Musique : Albedo mixed by Nova
Like : La forêt enchantée
Dislike : péripéties gastronomiques
Méditation : Cantique des créatures de Saint François d'Assise
 
Ballade en bordure des lacs de Plivicé dans un grand parc naturel bien préservé, malgré que cette nature ait connu les affrontements des hommes. Au file du parcours se laisse dessiner une création qui a quelque chose de pure et d'innocent en ce qu'elle a d'originel. Une nature enchantée qui m'en rappelle également les ballades dans les grandes forêts domaniales de la Bretagne.

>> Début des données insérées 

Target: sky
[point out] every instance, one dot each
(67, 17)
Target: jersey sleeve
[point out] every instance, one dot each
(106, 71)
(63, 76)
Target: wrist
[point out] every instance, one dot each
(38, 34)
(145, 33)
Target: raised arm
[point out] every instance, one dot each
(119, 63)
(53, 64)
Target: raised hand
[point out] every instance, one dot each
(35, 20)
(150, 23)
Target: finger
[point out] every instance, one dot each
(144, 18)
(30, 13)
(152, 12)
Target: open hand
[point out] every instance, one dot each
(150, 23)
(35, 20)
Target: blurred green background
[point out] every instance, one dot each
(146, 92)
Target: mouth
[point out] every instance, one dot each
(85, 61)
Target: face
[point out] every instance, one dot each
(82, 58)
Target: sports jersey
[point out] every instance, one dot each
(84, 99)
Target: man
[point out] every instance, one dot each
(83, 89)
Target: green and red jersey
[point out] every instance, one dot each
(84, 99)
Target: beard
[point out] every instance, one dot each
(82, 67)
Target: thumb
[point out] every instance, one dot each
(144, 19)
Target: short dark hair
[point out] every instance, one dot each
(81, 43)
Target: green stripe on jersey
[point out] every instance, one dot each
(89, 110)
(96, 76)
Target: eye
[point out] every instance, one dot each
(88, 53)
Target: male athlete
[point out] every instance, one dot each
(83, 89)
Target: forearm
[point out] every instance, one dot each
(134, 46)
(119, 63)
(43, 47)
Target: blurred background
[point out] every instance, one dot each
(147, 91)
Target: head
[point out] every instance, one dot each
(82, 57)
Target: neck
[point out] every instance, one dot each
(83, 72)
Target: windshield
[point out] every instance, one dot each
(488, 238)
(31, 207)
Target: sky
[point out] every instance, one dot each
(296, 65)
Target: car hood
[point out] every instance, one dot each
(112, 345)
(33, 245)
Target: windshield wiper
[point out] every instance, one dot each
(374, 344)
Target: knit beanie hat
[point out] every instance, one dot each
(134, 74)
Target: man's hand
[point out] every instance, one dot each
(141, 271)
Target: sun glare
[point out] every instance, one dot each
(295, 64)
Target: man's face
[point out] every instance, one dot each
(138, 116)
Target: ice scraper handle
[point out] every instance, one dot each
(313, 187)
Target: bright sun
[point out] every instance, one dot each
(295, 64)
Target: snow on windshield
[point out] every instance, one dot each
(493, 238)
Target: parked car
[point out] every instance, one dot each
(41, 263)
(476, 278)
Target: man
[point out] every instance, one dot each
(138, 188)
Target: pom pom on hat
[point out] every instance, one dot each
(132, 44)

Etonnant de coïncidence, je médite ce matin le cantique des créature de Saint François. Comment un homme, gravement atteint par la maladie, souffrant atrocement des yeux, quasiment aveugle depuis quelques années, a-t-il pu écrire, un cantique, émerveillé devant la beauté de la création ? Peut-être parce qu'au-delà du caractère léger et insouciant de ces strophes, se cache une longue expérience familière au monde, l'intuition que toutes créatures, les animaux et les végétaux, mais aussi les éléments, êtres inanimés, sont tous constitués, comme nous, de la même mystérieuse matière, poussière d'étoile, proviennent de la même poussée créatrice. Entre eux et nous, il n'y a pas coupure radicale, mais lien à mettre en lumière. Et si le soleil, la lune, les étoiles, l'eau, le vent, et notre Terre, mère nourricière, sont autant de signe de la prodigalité du Très-Haut, François n'en n'oublie pas pour autant leur ambiguïté parfois dévastatrice laissant pressentir le contraste avec les deux dernières strophes. Au milieu de cet harmonie des choses, apparaît alors le monde humain dans ce qu'il a de plus tragique : affrontements, blessures relationnelles, maladies, angoisse, cataclysme et mort. Mais voilà que François chante par-delà ces tristes et douloureuses réalités, une mélodie apaisée, celle de l'amitié, de la fraternité, du pardon et de la paix, celle de l'amour. La force et la beauté de ce cantique provient de ce que deux visages contrastés de la réalité s'y trouvent associés et réconciliés. L'un ne va pas sans l'autre. On ne peut nier ni l'un, ni l'autre. Le Dieu auquel je crois se manifeste dans la splendeur de la création comme au sein de la nuit humaine quand elle est assumée. Ma joie peut jaillir aussi bien de la contemplation de "l'ordre admirable du créé" que du plus profond de la souffrance humaine, lorsqu'on devine et accepte sons sens caché. L'amour plus fort que tout peut en être une des premières clés...

N'est-ce pas en ce lieu visité aujourd'hui à la beauté irradiante que l'homme connu des souffrances humaines, il y a de cela à peine une dizaine d'année ? Mais par amour pour l'homme et pour le monde dans lequel il vit, il a su redonner à ce lieu tout son enchantement. Me vient alors sur le bout des lèvres au détour du chemin, une douce mélodie, celle du psaume de la création.